MOCA certificazione CE domande

Prodotti a contatto con gli alimenti, MOCA e certificazione CE: capiamo come funzionano davvero la normativa e i controlli

Di recente mi sono imbattuto in un post su Instagram in cui Flying Tiger Copenaghen, un’azienda nota per la vendita di oggettistica, annunciava il ritiro di un particolare lotto di prodotti, dei bicchieri di vetro decorati con fiori in smalto. 

Visto che sono sempre molto curioso, sono andato a leggere i commenti degli utenti. Questa piccola immersione nel mondo fuori dalla bolla delle normative mi ha mostrato ancora una volta quanto, tra le “persone normali”, sia diffusa la confusione su come funzionano davvero i controlli dei prodotti, in special modo quelli a contatto con gli alimenti.
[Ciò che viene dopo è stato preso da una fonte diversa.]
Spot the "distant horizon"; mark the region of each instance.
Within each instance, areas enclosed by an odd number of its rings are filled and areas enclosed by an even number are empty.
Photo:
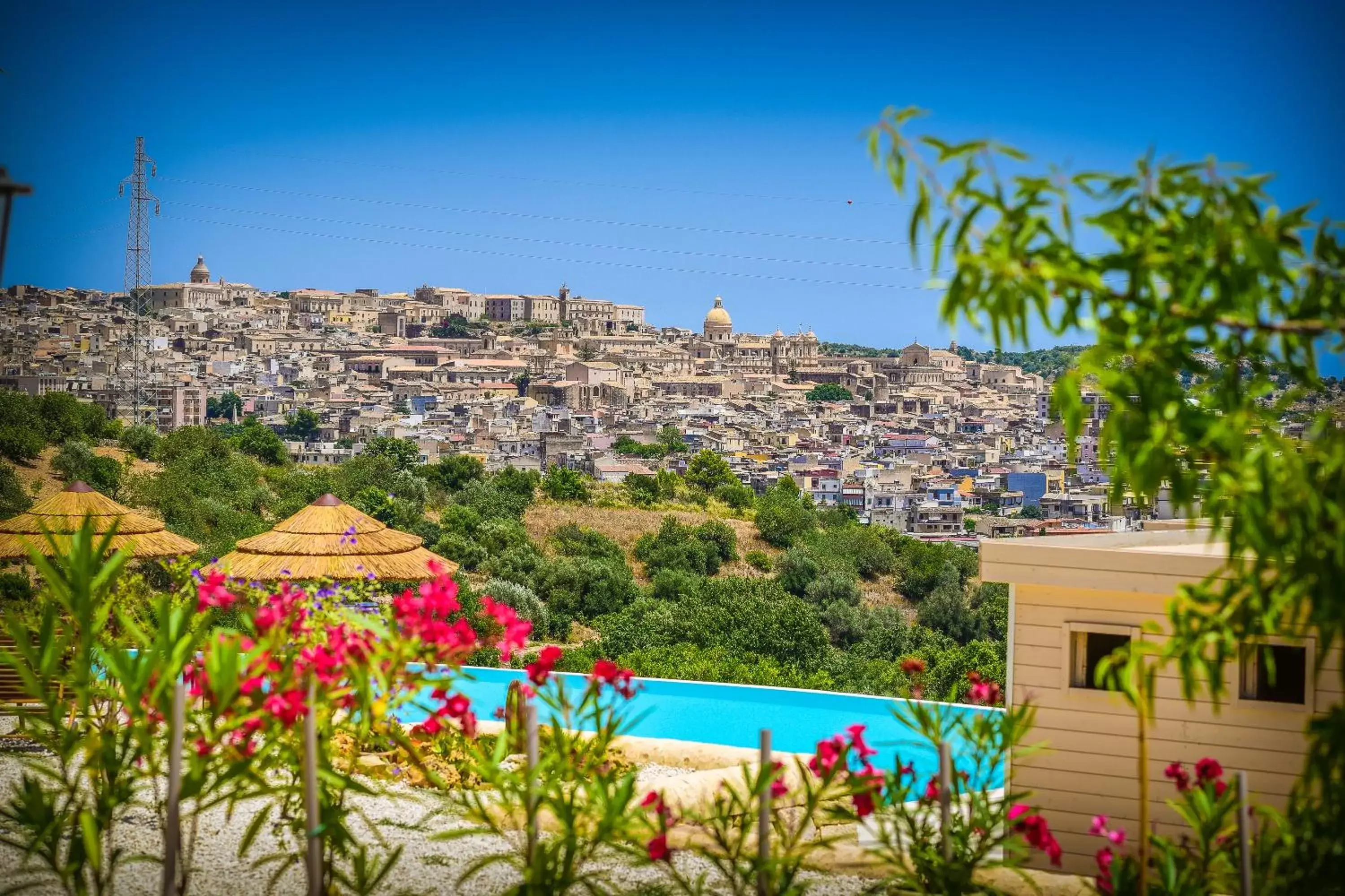
[[[153,282],[196,255],[268,290],[568,282],[693,329],[722,296],[742,330],[857,344],[989,348],[940,320],[909,204],[868,159],[889,105],[1073,171],[1213,153],[1345,218],[1323,114],[1345,106],[1345,4],[371,11],[17,7],[0,114],[22,126],[0,164],[35,192],[13,203],[5,285],[121,289],[137,134],[163,200]],[[1119,27],[1154,17],[1142,40]]]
Da qui è nata l’idea di questo articolo, in cui ricapitolare i concetti fondamentali della certificazione CE e della conformità MOCA (sui prodotti a contatto con gli alimenti). L’obiettivo è chiarire le idee ai consumatori, ma anche fare un ripassino ad uso di tecnici, RSPP, produttori e importatori. 

L’ho strutturato tenendo presente le domande che sento più spesso, e provando a rispondere.

Buona lettura!

Per iniziare: cosa vuol dire MOCA e cosa c’entra con la sicurezza alimentare

Prima di entrare nelle domande specifiche, è utile capire di cosa stiamo parlando esattamente. MOCA è l’acronimo di Materiali e Oggetti a Contatto con Alimenti, e riguarda tutto ciò che nella nostra vita quotidiana tocca il cibo che mangiamo: pentole, piatti, bicchieri, contenitori per il frigo, pellicole per alimenti, imballaggi, ma anche le macchine industriali che producono, confezionano o servono alimenti.
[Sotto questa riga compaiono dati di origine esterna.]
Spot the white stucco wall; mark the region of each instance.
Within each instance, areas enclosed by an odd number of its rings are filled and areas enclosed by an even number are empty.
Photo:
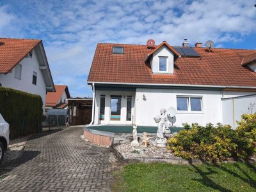
[[[143,100],[143,95],[146,100]],[[177,96],[202,96],[202,112],[177,112],[173,125],[182,126],[182,123],[221,122],[220,91],[199,90],[177,90],[160,89],[137,89],[136,94],[136,122],[138,125],[156,126],[154,117],[159,114],[161,108],[177,109]]]
[[[105,120],[100,122],[99,121],[100,113],[100,94],[106,95],[105,98]],[[110,121],[110,112],[111,112],[111,95],[122,96],[121,100],[121,121]],[[134,98],[135,92],[129,91],[95,91],[95,121],[94,124],[131,124],[132,122],[126,121],[126,102],[127,96],[132,96],[132,117],[134,115]],[[125,98],[124,98],[125,96]]]
[[[152,72],[154,73],[159,73],[159,57],[168,57],[168,73],[173,73],[173,54],[165,45],[161,47],[159,49],[158,49],[156,52],[153,54],[152,59],[150,62]]]
[[[241,91],[220,91],[205,90],[180,90],[167,89],[146,89],[137,88],[136,92],[118,92],[109,91],[96,91],[95,92],[95,124],[131,124],[126,122],[126,99],[122,98],[121,121],[110,121],[110,95],[132,96],[132,116],[134,117],[134,122],[138,126],[156,126],[157,124],[154,117],[159,114],[161,108],[174,107],[177,109],[177,96],[202,96],[202,112],[177,112],[174,117],[176,126],[182,126],[182,123],[197,122],[200,125],[205,126],[211,122],[216,124],[218,122],[231,124],[230,121],[230,107],[223,104],[221,98],[229,98],[234,96],[244,96],[253,94],[252,92]],[[105,121],[100,122],[99,106],[100,94],[106,95],[105,103]],[[145,99],[143,100],[143,95]],[[227,101],[227,103],[228,101]],[[248,102],[247,102],[248,103]],[[256,103],[256,101],[255,102]],[[229,104],[228,104],[229,105]],[[248,110],[248,103],[241,105],[243,110],[237,108],[237,117],[236,119],[239,119],[241,113]],[[255,107],[256,109],[256,105]],[[226,110],[227,109],[227,110]],[[225,114],[223,115],[223,113]],[[232,124],[231,124],[232,125]]]
[[[33,51],[32,58],[25,57],[20,63],[22,66],[20,79],[14,77],[15,68],[6,75],[0,74],[0,83],[3,87],[39,94],[43,100],[43,110],[45,109],[46,89],[44,78],[35,55]],[[33,72],[37,73],[36,85],[32,84]]]
[[[250,103],[254,103],[254,106],[250,107]],[[235,128],[237,126],[236,121],[241,121],[242,114],[256,112],[256,95],[223,100],[222,106],[223,123]]]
L’idea alla base della normativa MOCA è semplice ma fondamentale: la sicurezza alimentare non si limita agli ingredienti. Se compri pomodori bio certificati ma li cucini in una pentola che rilascia metalli pesanti, o li conservi in un contenitore che cede plastificanti, hai un problema di sicurezza alimentare. La filosofia europea è riassunta nella formula “from the farm to the fork” – dalla fattoria alla forchetta. Tutta la filiera conta, e i materiali a contatto con gli alimenti fanno parte di quella filiera.

Il concetto chiave è la migrazione: ogni materiale, in misura più o meno grande, può cedere sostanze al cibo con cui entra a contatto.

 Nessun materiale è completamente inerte. La domanda non è “se” avviene una migrazione, ma “quanto” e “cosa” migra. 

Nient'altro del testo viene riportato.